Winning the Golden Gloves is old hat to Sonya Lamonakis. She did it last year, topping Tanzee Daniel, a five-time champion in the amateur event.
Those in attendance, the 70 friends and family who bussed down for her bout from Lamonakis’ hometown of Turners Falls, Massachusetts and donned turquoise Team Lamonakis t-shirts, made her second straight title, albeit against a lesser opponent, an evening she won’t soon forget.
“It made me feel better having them here,” she said after dominating Shanell Mathes over the final three rounds to win the super heavyweight (189-pound plus) women’s division at The Theater at Madison Square Garden. “I love them.”
For just the second time, her mother, Sharon, saw her in the ring taking punishment, but doling out much more. “I was more nervous for them than I was for my fight,” Sonya Lamonakis said.

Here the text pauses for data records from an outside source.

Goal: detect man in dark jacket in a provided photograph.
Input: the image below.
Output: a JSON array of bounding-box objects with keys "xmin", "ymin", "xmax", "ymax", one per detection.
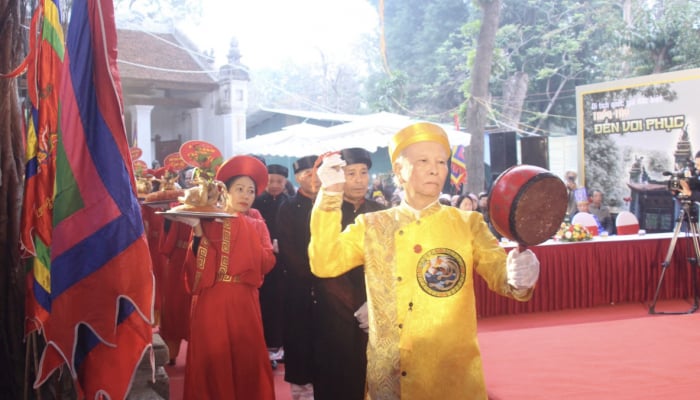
[
  {"xmin": 313, "ymin": 148, "xmax": 385, "ymax": 400},
  {"xmin": 276, "ymin": 155, "xmax": 320, "ymax": 400},
  {"xmin": 253, "ymin": 164, "xmax": 289, "ymax": 368}
]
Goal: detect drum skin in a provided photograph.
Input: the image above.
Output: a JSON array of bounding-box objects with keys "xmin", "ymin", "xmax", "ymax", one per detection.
[{"xmin": 488, "ymin": 164, "xmax": 568, "ymax": 246}]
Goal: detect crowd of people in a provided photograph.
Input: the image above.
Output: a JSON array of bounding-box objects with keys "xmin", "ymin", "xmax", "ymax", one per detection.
[{"xmin": 144, "ymin": 123, "xmax": 539, "ymax": 400}]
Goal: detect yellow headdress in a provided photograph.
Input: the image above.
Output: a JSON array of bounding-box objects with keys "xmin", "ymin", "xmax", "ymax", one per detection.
[{"xmin": 389, "ymin": 122, "xmax": 451, "ymax": 164}]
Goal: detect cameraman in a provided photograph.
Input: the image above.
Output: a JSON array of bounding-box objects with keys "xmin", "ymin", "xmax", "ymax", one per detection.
[{"xmin": 680, "ymin": 151, "xmax": 700, "ymax": 202}]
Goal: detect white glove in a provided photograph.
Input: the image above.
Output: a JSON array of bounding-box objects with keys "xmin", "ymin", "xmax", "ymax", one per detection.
[
  {"xmin": 353, "ymin": 301, "xmax": 369, "ymax": 332},
  {"xmin": 164, "ymin": 214, "xmax": 199, "ymax": 227},
  {"xmin": 317, "ymin": 153, "xmax": 347, "ymax": 189},
  {"xmin": 506, "ymin": 248, "xmax": 540, "ymax": 289}
]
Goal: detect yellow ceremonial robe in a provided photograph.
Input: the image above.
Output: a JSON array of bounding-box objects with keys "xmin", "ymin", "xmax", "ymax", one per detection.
[{"xmin": 309, "ymin": 191, "xmax": 532, "ymax": 400}]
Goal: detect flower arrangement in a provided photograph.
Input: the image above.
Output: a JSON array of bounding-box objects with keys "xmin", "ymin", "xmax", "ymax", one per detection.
[{"xmin": 555, "ymin": 222, "xmax": 593, "ymax": 242}]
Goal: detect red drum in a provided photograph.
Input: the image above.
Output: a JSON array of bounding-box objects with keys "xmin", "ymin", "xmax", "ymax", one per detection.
[{"xmin": 488, "ymin": 165, "xmax": 569, "ymax": 246}]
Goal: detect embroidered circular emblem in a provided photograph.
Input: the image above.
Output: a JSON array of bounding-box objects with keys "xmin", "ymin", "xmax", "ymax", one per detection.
[{"xmin": 416, "ymin": 248, "xmax": 467, "ymax": 297}]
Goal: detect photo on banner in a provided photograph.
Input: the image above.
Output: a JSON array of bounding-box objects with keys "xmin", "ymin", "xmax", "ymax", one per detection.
[{"xmin": 576, "ymin": 69, "xmax": 700, "ymax": 230}]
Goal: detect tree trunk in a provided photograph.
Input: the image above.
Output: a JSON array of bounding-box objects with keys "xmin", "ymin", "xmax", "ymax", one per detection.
[
  {"xmin": 0, "ymin": 0, "xmax": 24, "ymax": 399},
  {"xmin": 464, "ymin": 0, "xmax": 501, "ymax": 193},
  {"xmin": 502, "ymin": 71, "xmax": 530, "ymax": 131}
]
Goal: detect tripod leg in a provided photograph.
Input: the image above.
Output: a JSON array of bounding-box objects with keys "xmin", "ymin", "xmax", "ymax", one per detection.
[
  {"xmin": 688, "ymin": 221, "xmax": 700, "ymax": 313},
  {"xmin": 649, "ymin": 208, "xmax": 686, "ymax": 314}
]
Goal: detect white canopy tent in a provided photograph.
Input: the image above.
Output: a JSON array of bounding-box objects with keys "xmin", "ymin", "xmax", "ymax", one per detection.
[{"xmin": 234, "ymin": 112, "xmax": 471, "ymax": 157}]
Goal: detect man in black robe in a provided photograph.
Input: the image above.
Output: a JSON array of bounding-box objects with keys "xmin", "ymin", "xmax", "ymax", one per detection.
[
  {"xmin": 276, "ymin": 155, "xmax": 320, "ymax": 400},
  {"xmin": 253, "ymin": 164, "xmax": 289, "ymax": 368},
  {"xmin": 313, "ymin": 148, "xmax": 385, "ymax": 400}
]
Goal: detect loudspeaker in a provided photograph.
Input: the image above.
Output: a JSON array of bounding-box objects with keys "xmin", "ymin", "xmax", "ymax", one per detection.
[
  {"xmin": 489, "ymin": 132, "xmax": 518, "ymax": 176},
  {"xmin": 520, "ymin": 136, "xmax": 549, "ymax": 169}
]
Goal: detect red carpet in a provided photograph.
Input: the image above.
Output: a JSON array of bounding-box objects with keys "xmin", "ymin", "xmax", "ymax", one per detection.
[
  {"xmin": 479, "ymin": 302, "xmax": 700, "ymax": 400},
  {"xmin": 166, "ymin": 301, "xmax": 700, "ymax": 400}
]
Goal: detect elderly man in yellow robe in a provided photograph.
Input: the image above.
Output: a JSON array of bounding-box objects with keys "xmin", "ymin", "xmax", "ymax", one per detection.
[{"xmin": 309, "ymin": 122, "xmax": 539, "ymax": 400}]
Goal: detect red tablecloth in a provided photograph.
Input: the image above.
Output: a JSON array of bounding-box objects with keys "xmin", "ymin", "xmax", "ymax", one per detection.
[{"xmin": 474, "ymin": 233, "xmax": 695, "ymax": 317}]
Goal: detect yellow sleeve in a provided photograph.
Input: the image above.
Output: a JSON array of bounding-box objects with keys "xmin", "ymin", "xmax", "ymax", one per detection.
[{"xmin": 309, "ymin": 189, "xmax": 365, "ymax": 278}]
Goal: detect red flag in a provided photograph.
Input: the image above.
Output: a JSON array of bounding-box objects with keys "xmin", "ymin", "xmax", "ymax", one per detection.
[{"xmin": 22, "ymin": 0, "xmax": 153, "ymax": 399}]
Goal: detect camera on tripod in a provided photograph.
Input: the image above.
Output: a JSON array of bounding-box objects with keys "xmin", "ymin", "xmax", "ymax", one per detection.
[{"xmin": 662, "ymin": 159, "xmax": 700, "ymax": 197}]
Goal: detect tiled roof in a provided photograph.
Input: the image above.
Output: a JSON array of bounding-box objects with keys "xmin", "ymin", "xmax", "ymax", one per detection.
[{"xmin": 117, "ymin": 29, "xmax": 217, "ymax": 89}]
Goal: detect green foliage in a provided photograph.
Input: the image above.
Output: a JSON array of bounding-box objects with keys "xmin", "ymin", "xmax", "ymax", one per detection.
[{"xmin": 368, "ymin": 0, "xmax": 473, "ymax": 116}]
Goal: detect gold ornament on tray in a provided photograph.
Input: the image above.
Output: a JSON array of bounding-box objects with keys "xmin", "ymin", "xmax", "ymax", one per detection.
[
  {"xmin": 133, "ymin": 160, "xmax": 153, "ymax": 200},
  {"xmin": 144, "ymin": 165, "xmax": 185, "ymax": 206},
  {"xmin": 169, "ymin": 140, "xmax": 228, "ymax": 217}
]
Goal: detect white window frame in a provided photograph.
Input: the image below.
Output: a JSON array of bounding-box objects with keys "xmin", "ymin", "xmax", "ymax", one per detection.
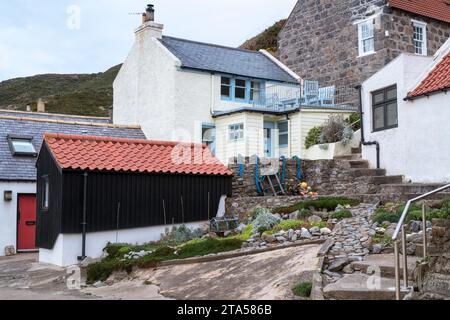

“I was going crazy,” Sharon Lamonakis said. “It was fantastic. It was a very nerve-wracking experience watching your child being hit, but she wanted this so badly. This is her passion. She loved it from the beginning.”
After measuring the quicker Mathes, 22, a customer service representative from Corona, Lamonakis controlled the final three rounds, flailing away and nearly gaining a knockout. Mixing in a punishing left hook with a razor-sharp right hand, she was never in any danger. “When I was hitting her and she was breathing heavy,” Lamonakis, 32, said, “I knew I was good. … I just started chopping her down.”
“It was a great feeling,” she said later between lengthy embraces with longtime friends and family members in a sea of turquoise. “A lot of dedication and hard work went into it.”
A sixth-grade teacher at Crossroads Middle School on the Upper East Side, Lamonakis, who will turn pro at the end of the year, moved to Astoria and away from all her friends and family, a few years ago to develop her boxing career. “I was really upset [at the time], because I was afraid something bad was going to happen,” Sharon Lamonakis said.
Now, there is no such fear. “I’m very proud of her,” Sharon Lamonakis said. “She worked very hard.”